Inmates have a constitutional right to access to care for their significant health problems. If the level of care needed is not available at the facility, inmates are to be treated in a setting that can meet their specific health needs, such as a community hospital or ER, or perhaps a better equipped (i.e., health staff and services) correctional facility with which the original facility has transfer arrangements.
The ER physician involved in deciding if the inmate can be appropriately treated at the jail must consider several things. Foremost is the level of health or mental health services needed for follow-up if the inmate-patient is released, and whether the available jail health resources are at that level.
Sometimes when opinions differ between community ER physicians and jail physicians, it is because the ER physician does not really know what is available at the jail. A visit to the jail and an exchange of information about its health staffing and capabilities are essential to good planning between jail and ER health administrators and physicians.
One way for the ER physician to think about a return to jail is to regard it as a return to home care. That is, if the inmate were a regular community patient with a home and minimally supportive situation, would the hospital send the patient home? Does the inmate-patient simply need observation that could be done by minimally trained correctional officers, or does he or she inmate-patient need nursing care that is (or is not) available on-site? If the jail has an infirmary, what scope of care is available? Is there a sheltered housing area where the inmate can receive the necessary services? For example, is there a negative-pressure room to house contagious TB patients, or does the patient need to stay at the hospital until the contagious phase has passed?

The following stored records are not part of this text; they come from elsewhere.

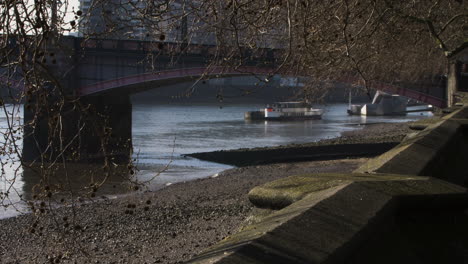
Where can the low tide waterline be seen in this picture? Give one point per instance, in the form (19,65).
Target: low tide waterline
(163,133)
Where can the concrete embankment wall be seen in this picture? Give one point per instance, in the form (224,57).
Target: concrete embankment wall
(405,206)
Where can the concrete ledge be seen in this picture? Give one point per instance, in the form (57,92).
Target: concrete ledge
(328,225)
(385,212)
(439,151)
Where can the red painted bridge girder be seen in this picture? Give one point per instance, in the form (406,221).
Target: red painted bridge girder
(172,76)
(187,74)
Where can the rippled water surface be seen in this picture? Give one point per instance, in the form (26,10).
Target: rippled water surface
(162,133)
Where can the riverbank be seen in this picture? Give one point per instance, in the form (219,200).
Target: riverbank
(371,140)
(167,226)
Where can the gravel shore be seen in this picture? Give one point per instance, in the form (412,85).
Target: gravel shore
(167,226)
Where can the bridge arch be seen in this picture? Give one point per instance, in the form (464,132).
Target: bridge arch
(141,82)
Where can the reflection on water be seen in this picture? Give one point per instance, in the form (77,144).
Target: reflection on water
(161,133)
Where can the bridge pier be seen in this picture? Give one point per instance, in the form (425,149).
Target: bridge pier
(87,129)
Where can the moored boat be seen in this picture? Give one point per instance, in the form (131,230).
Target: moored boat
(286,111)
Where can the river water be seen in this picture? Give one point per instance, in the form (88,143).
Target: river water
(162,133)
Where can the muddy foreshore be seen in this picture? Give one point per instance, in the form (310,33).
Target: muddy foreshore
(372,140)
(167,226)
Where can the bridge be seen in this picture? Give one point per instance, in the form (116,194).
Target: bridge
(102,74)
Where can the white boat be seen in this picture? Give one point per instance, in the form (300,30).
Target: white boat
(286,111)
(382,104)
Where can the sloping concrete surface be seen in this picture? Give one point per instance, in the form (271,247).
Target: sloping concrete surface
(328,225)
(439,151)
(405,206)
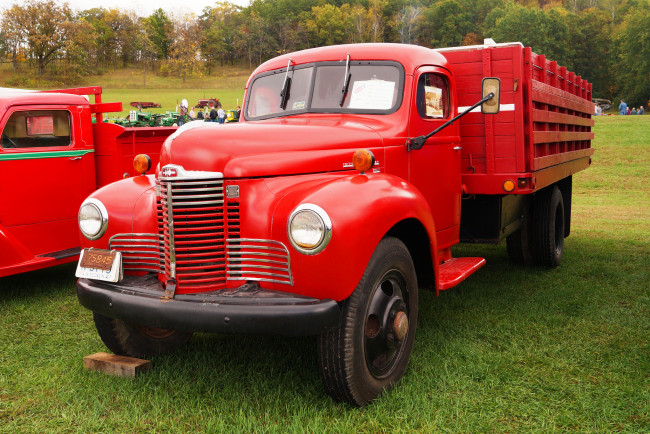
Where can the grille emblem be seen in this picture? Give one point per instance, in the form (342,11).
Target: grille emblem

Some ER physicians mistakenly assume that jails have 24/7 health staff and supports. While that may be true in a few jails, particularly in the mega-systems, most have limited on-site health resources. On the other hand, if you or I were treated in an ER and then sent home and not hospitalized, jails should expect that the ER will want to do the same for inmate-patients treated for the same conditions.
Given the possibility that little attention may be given to a returning inmate, the ERs may be advised to hold the inmate-patient for a little longer observation if there is any doubt. Some jails and ERs create a “locked ward” at the hospital when such patient volume is high.